# Help!!! How to make a Cemetery.



## MrChrisHanson (Sep 19, 2010)

Hello, I'm fairly new to modeling(I've only built about five models so far) and I want to build a graveyard diorama to display my revell Dracula, Wolfman, and Frankenstein kits. However, I just don't know where to start. I picked out some sticks to maybe use as trees, but I have no idea how to create a good grass or fallen leaves effect. I'm sure most of you know that these models are in 1/8 scale and I was wondering if anybody out there could give me a few tips or point me in the direction of some good tutorials.

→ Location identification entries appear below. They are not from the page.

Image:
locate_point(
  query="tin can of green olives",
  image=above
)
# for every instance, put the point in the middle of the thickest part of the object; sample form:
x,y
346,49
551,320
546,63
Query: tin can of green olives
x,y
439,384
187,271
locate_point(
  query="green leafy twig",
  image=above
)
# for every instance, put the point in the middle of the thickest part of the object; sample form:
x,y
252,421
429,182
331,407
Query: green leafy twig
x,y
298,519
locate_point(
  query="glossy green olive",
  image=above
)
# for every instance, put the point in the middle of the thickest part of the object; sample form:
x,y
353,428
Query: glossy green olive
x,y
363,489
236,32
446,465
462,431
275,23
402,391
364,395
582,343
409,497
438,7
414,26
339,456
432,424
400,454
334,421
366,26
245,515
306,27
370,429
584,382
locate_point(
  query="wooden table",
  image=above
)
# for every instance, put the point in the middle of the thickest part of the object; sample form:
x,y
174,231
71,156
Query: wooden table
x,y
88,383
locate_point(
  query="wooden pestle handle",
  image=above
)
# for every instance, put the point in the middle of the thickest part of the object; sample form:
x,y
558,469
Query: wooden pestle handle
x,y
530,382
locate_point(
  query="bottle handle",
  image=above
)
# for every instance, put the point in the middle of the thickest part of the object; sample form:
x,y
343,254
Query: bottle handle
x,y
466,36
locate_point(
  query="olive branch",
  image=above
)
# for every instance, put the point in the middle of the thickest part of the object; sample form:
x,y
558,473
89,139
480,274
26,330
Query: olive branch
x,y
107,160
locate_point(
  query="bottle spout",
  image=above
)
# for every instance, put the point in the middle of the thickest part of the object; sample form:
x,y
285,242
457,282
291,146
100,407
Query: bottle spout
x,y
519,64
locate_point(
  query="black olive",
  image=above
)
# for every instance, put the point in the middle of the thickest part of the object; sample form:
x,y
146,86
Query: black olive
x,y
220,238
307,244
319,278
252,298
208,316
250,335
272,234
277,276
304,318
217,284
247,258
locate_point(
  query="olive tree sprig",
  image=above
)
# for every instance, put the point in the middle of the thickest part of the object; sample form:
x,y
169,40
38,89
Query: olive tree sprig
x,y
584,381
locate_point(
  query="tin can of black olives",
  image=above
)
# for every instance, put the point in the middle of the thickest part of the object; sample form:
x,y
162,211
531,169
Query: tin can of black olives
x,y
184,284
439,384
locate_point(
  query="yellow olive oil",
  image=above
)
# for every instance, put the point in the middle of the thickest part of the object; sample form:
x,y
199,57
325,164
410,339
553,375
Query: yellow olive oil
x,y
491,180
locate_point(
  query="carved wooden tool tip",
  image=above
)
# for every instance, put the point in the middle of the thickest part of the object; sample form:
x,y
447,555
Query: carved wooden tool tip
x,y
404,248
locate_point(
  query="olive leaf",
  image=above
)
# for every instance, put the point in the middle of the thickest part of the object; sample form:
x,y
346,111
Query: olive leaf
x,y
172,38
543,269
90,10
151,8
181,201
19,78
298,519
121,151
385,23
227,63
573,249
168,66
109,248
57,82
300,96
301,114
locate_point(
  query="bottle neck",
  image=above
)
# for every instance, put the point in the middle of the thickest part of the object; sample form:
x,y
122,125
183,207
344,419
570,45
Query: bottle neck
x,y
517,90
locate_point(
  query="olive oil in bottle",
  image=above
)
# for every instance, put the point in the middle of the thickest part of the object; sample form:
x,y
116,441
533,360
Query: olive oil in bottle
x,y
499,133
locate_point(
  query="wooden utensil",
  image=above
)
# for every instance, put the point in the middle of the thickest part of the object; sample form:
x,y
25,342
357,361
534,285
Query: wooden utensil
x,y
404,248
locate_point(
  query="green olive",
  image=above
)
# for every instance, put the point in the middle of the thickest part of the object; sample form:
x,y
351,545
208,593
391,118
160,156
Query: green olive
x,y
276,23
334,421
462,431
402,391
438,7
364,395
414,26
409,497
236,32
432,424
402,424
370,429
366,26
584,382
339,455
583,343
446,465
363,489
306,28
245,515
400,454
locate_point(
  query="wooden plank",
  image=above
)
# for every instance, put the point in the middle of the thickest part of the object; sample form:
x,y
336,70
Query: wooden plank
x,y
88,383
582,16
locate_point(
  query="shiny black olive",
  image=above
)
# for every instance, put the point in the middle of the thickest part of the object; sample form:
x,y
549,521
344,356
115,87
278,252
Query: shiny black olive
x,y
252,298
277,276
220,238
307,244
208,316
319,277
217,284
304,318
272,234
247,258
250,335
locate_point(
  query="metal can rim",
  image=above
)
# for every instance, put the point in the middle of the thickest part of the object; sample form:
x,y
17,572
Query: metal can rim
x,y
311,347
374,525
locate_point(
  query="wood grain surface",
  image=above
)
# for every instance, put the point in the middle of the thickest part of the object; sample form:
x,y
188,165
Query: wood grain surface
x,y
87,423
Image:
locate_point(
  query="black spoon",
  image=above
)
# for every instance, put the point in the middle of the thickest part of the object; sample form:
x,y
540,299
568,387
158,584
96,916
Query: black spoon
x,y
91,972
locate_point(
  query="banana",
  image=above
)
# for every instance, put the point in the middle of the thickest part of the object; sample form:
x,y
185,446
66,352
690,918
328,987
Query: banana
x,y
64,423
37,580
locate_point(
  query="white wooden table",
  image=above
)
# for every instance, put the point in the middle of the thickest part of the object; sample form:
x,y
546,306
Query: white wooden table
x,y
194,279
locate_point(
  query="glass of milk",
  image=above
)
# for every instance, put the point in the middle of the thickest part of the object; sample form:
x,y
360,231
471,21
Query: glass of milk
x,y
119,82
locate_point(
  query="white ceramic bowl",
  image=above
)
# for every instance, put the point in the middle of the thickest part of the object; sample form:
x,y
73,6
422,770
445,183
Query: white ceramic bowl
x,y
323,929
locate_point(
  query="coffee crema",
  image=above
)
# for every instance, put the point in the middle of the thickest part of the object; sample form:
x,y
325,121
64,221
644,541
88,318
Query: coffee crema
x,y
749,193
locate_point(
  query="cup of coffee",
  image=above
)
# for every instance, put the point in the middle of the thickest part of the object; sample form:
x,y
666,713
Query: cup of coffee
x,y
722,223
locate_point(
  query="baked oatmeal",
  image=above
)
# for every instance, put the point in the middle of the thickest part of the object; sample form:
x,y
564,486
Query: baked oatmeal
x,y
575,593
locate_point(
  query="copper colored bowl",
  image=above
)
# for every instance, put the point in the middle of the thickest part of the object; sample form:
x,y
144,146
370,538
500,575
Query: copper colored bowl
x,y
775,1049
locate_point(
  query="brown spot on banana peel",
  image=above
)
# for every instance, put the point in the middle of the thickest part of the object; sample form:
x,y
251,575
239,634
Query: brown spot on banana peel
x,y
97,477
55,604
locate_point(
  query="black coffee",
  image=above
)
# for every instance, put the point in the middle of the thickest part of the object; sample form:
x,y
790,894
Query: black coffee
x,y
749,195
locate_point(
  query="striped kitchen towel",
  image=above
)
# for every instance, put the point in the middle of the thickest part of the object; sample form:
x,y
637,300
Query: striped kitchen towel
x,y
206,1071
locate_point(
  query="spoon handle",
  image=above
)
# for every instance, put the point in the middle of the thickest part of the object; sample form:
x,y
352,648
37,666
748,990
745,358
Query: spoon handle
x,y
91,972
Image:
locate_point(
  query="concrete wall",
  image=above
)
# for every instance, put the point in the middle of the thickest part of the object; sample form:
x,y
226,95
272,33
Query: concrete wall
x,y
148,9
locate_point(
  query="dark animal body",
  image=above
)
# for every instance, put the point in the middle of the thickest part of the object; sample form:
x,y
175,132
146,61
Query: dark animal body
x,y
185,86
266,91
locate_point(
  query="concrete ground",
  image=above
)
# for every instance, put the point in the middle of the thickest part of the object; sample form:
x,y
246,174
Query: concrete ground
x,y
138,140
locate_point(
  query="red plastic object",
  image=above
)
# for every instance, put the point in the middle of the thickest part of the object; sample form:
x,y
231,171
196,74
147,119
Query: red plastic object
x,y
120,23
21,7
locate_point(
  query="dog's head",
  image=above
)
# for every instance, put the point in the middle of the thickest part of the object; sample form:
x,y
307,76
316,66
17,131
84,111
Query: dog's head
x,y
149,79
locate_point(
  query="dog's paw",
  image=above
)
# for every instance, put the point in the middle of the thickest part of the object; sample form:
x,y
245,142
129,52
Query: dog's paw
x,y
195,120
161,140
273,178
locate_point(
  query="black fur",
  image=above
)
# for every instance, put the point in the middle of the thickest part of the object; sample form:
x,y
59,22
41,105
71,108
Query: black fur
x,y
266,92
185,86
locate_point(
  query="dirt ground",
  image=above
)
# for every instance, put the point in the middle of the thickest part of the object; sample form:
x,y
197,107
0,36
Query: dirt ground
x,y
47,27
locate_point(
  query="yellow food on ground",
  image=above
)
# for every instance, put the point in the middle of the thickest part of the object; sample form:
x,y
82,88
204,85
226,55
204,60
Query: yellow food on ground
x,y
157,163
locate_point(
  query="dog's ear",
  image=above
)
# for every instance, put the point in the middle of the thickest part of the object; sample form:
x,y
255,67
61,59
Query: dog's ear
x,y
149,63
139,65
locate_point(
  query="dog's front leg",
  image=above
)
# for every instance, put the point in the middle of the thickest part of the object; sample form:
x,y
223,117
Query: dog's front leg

Thanks.


----------



## bob8748 (May 1, 2004)

You can give this a look...
http://www.sceneryexpress.com/departments.asp?dept=1032


----------



## MrChrisHanson (Sep 19, 2010)

Thanks, man!


----------



## bob8748 (May 1, 2004)

I use this stuff from Micro Mark...
http://www.micromark.com/Turf-Foliage-and-Grass.html
Paint on the scenic cement and sprinkle on the fine turf for a base. Cut the field grass to desired lengths and glue with hob-e-tac. I brush on soft pastels to add a touch of mold to my sticks for fallen trees. I collected a small bag of brightly colored fallen leaves from my yard. When dry I will try to crumple them between my fingers just to see if that works. If they hold their color I plan on sprinkling these on and then clear coat. Its an experiment but I like using what nature gives us for free. 
Hope this helps.
Please post a pic when you get it done.


----------



## bob8748 (May 1, 2004)

Here is a favorite pic of one I did using this stuff and poly fiber from Woodland Scenics. I know... I have posted this too many times.


----------



## MrChrisHanson (Sep 19, 2010)

Thanks, your suggestions have been really helpful and I'll be sure to post some pictures when I'm done.


----------